In Memoriam: Lenny Lipton

Considered "the father of 3D,” Lipton's poetry also inspired “Puff the Magic Dragon”
11 October 2022
Karen Thomas
Lenny Liption in a YouTube interview with Moving Images
Lenny Lipton in a YouTube interview with Moving Images

SPIE Fellow Lenny Lipton passed away 5 October in Los Angeles, California, at the age of 82.

Due to his development of movie and television technology used in theaters and on flat-screen TVs, Lipton is considered "the father of 3D." His inventions include CrystalEyes, an electronic stereoscopic product for computer graphics and video applications such as molecular modeling, aerial mapping, and medical imaging: NASA used it to remotely pilot the Mars Rovers and Lockheed used it to upgrade the Hubble Space Telescope. Another invention, the ZScreen polarization modulator, is the first flicker-free, field-sequential 3D display technology. Lipton has more than 70 patents in the field of electronic stereoscopic displays.

A long-time member of SPIE, Lipton worked with IS&T/SPIE Electronic Imaging, and published several proceedings papers tied to that event.
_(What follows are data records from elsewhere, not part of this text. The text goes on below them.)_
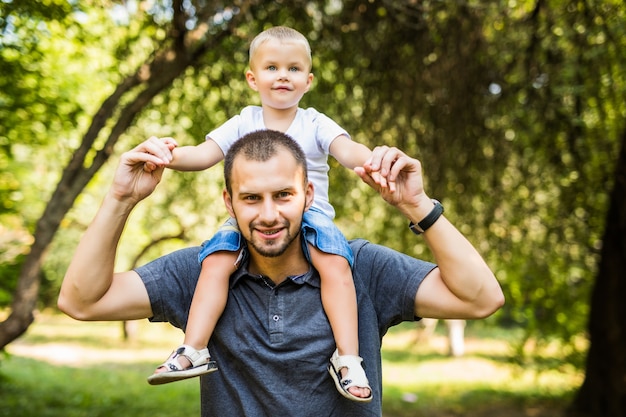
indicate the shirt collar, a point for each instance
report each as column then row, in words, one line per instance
column 311, row 277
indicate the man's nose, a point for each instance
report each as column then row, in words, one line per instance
column 269, row 211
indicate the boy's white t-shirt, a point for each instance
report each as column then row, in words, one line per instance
column 314, row 132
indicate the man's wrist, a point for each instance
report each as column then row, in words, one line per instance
column 428, row 220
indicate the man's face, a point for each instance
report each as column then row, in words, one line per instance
column 268, row 199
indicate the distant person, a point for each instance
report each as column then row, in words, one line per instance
column 274, row 335
column 280, row 71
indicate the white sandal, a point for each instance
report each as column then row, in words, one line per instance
column 355, row 376
column 201, row 364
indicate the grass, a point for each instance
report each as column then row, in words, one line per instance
column 71, row 369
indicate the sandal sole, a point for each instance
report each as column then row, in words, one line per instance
column 173, row 376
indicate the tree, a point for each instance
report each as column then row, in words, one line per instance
column 603, row 393
column 184, row 48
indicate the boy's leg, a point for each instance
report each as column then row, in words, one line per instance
column 209, row 301
column 339, row 301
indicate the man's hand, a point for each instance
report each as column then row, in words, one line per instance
column 397, row 178
column 141, row 169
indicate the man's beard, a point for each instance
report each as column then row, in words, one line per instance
column 272, row 249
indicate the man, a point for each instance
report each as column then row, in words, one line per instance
column 273, row 330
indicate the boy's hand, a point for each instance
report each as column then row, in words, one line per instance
column 170, row 143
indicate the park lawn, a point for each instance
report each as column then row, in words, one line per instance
column 70, row 369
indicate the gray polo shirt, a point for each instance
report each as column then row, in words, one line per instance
column 272, row 343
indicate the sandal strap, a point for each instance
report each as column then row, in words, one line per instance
column 355, row 377
column 196, row 357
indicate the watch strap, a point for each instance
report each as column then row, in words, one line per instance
column 429, row 220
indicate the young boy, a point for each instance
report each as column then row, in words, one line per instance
column 280, row 65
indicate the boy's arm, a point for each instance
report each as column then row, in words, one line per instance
column 349, row 153
column 196, row 158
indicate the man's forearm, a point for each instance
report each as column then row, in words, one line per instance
column 463, row 270
column 90, row 273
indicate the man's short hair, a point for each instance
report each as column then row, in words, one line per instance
column 262, row 145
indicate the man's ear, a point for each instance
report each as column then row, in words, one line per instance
column 251, row 78
column 228, row 202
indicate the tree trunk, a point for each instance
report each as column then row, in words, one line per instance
column 137, row 90
column 603, row 393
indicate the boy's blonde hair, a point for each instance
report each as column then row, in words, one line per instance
column 282, row 34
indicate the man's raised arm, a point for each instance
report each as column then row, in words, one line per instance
column 463, row 286
column 91, row 290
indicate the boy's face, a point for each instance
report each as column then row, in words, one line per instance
column 280, row 73
column 268, row 200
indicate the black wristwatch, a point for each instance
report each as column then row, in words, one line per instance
column 429, row 220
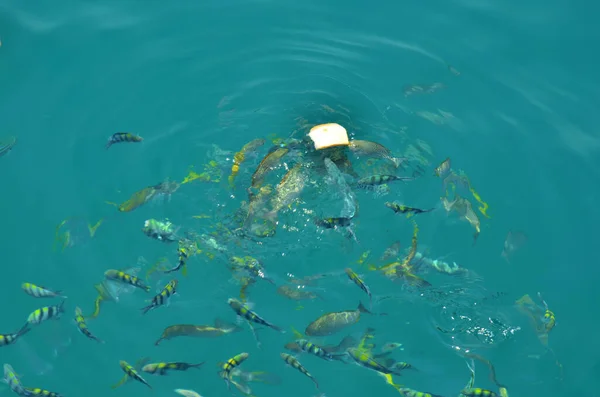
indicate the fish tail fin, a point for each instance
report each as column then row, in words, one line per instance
column 24, row 329
column 146, row 309
column 361, row 308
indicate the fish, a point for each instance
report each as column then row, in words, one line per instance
column 45, row 313
column 163, row 368
column 294, row 363
column 297, row 292
column 162, row 231
column 315, row 350
column 390, row 346
column 119, row 137
column 267, row 164
column 333, row 223
column 200, row 331
column 406, row 392
column 514, row 240
column 228, row 366
column 36, row 391
column 333, row 322
column 243, row 311
column 122, row 277
column 364, row 359
column 442, row 170
column 478, row 392
column 40, row 292
column 9, row 339
column 360, row 283
column 182, row 257
column 82, row 326
column 13, row 381
column 403, row 209
column 376, row 180
column 187, row 393
column 132, row 373
column 391, row 252
column 7, row 144
column 163, row 297
column 373, row 149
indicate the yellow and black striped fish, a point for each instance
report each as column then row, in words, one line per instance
column 123, row 137
column 294, row 363
column 332, row 223
column 120, row 276
column 478, row 392
column 163, row 297
column 12, row 380
column 82, row 326
column 228, row 366
column 132, row 373
column 361, row 284
column 406, row 392
column 403, row 209
column 36, row 391
column 40, row 292
column 163, row 368
column 45, row 313
column 376, row 180
column 9, row 339
column 243, row 311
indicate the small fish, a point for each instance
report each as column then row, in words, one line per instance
column 202, row 331
column 333, row 223
column 122, row 137
column 377, row 180
column 403, row 209
column 514, row 240
column 12, row 380
column 7, row 144
column 315, row 350
column 442, row 170
column 162, row 231
column 361, row 284
column 364, row 359
column 132, row 373
column 40, row 292
column 294, row 363
column 163, row 297
column 82, row 326
column 478, row 392
column 163, row 368
column 243, row 311
column 122, row 277
column 297, row 292
column 36, row 391
column 187, row 393
column 45, row 313
column 182, row 257
column 406, row 392
column 228, row 366
column 333, row 322
column 390, row 346
column 9, row 339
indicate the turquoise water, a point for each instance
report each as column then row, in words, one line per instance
column 186, row 76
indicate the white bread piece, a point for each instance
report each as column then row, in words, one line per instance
column 328, row 135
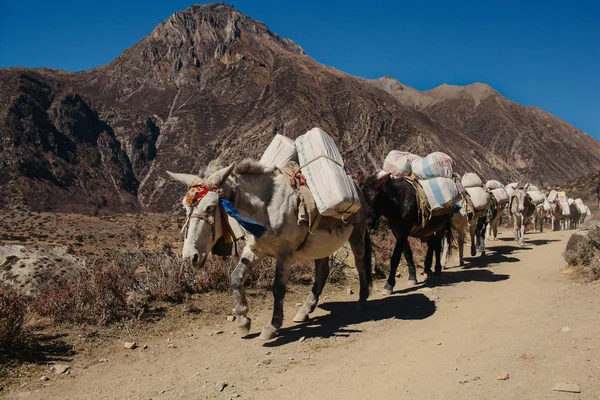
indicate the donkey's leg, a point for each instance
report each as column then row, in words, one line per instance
column 250, row 257
column 461, row 248
column 361, row 245
column 522, row 232
column 321, row 274
column 394, row 261
column 483, row 240
column 438, row 238
column 282, row 273
column 472, row 231
column 410, row 262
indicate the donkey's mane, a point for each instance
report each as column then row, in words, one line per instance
column 251, row 167
column 247, row 166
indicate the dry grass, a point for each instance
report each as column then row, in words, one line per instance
column 584, row 259
column 13, row 318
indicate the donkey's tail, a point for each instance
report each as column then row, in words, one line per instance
column 448, row 236
column 368, row 258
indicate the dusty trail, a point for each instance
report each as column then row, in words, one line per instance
column 445, row 342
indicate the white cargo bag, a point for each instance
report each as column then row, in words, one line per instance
column 399, row 163
column 442, row 193
column 580, row 206
column 281, row 151
column 510, row 190
column 435, row 165
column 493, row 185
column 501, row 195
column 564, row 203
column 335, row 193
column 479, row 197
column 471, row 180
column 536, row 197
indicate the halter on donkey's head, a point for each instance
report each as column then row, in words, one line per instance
column 197, row 189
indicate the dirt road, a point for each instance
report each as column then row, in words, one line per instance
column 512, row 311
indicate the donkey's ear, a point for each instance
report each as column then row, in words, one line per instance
column 219, row 177
column 381, row 177
column 186, row 179
column 360, row 178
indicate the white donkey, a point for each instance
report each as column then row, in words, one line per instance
column 266, row 196
column 521, row 210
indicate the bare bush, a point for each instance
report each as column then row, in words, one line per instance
column 100, row 295
column 13, row 317
column 584, row 258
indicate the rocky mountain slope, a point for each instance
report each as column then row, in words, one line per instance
column 211, row 83
column 540, row 146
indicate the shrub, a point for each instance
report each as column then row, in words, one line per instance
column 101, row 295
column 584, row 257
column 13, row 316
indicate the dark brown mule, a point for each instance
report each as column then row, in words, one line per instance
column 396, row 200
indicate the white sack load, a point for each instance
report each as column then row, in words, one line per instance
column 321, row 164
column 471, row 180
column 494, row 185
column 435, row 165
column 442, row 193
column 563, row 201
column 281, row 151
column 501, row 195
column 399, row 163
column 479, row 197
column 536, row 197
column 580, row 206
column 510, row 190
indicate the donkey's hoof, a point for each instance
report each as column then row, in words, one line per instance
column 301, row 316
column 243, row 327
column 268, row 333
column 387, row 289
column 361, row 305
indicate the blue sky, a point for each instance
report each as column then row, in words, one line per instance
column 542, row 53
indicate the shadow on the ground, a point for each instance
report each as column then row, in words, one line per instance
column 43, row 349
column 343, row 315
column 403, row 304
column 539, row 242
column 494, row 255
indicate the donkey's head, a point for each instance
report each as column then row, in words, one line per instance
column 520, row 198
column 205, row 221
column 372, row 191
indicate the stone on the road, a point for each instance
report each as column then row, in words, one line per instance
column 566, row 387
column 60, row 369
column 502, row 376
He contributed to a special section on 3D and 4D imaging techniques and applications in the SPIE journal Optical Engineering, in part by authoring the paper “Brief history of electronic stereoscopic displays.”

Lipton also wrote several books including Independent Filmmaking (1972); Lipton on Filmmaking (1979); Foundations of the Stereoscopic Cinema (1982); and The Cinema in Flux: The Evolution of Motion Picture Technology from the Magic Lantern to the Digital Era (2021).

Lipton is only slightly less well known as the father of “Puff the magic Dragon.” As a freshman studying physics at Cornell University in 1959, he typed a poem about Jackie Paper and a dragon named Puff on a friend’s typewriter and left it there. The friend was another physics major named Peter Yarrow, who used the lyrics for a song in 1962 with his group Peter, Paul, and Mary. The song peaked at number 2 on the Billboard Hot 100, and is considered one of the folk trio’s most famous hits. The royalties from the song gave Lipton a financial security not often afforded to researchers, allowing him to concentrate on his research and inventions.

Lenny Lipton_Ripleys Believe it or Not

The people who invent

Lipton grew up in Brooklyn, New York, and was eight years old when his father gave him a 16-millimeter projector. “It was a toy, but I really understood how it worked,” he said. “I didn’t take it apart as much as I really understood how it worked, so I made other things like it.”

In a 2007 interview with Physics World, Lipton was asked about those early beginnings. “When I was about 10, there was a stereoscopic boom,” he said. “I became aware of 3D photography, comic books, and movies. I began to do my own experiments on the polarization of light and started designing stereoscopic projectors. For me, stereoscopic images were a thing of wonder and beauty, and I never saw the difference between the art and science of stereopsis.”

In the same interview, Lipton also pointed out the need for schools to pay more attention to students whose thought processes might not follow the norm. “I had a great education at Cornell, but I was a decidedly mediocre student,” he said. “I am a creative and determined person, and I got a lot smarter once I found a field I loved. I see the world becoming one in which children are pointed in the direction of money as an end in itself. I hate living in that kind of a world. Schools need to be more accepting of eccentric people with a different point of view because we are the people who make the difference. We are the people who invent.”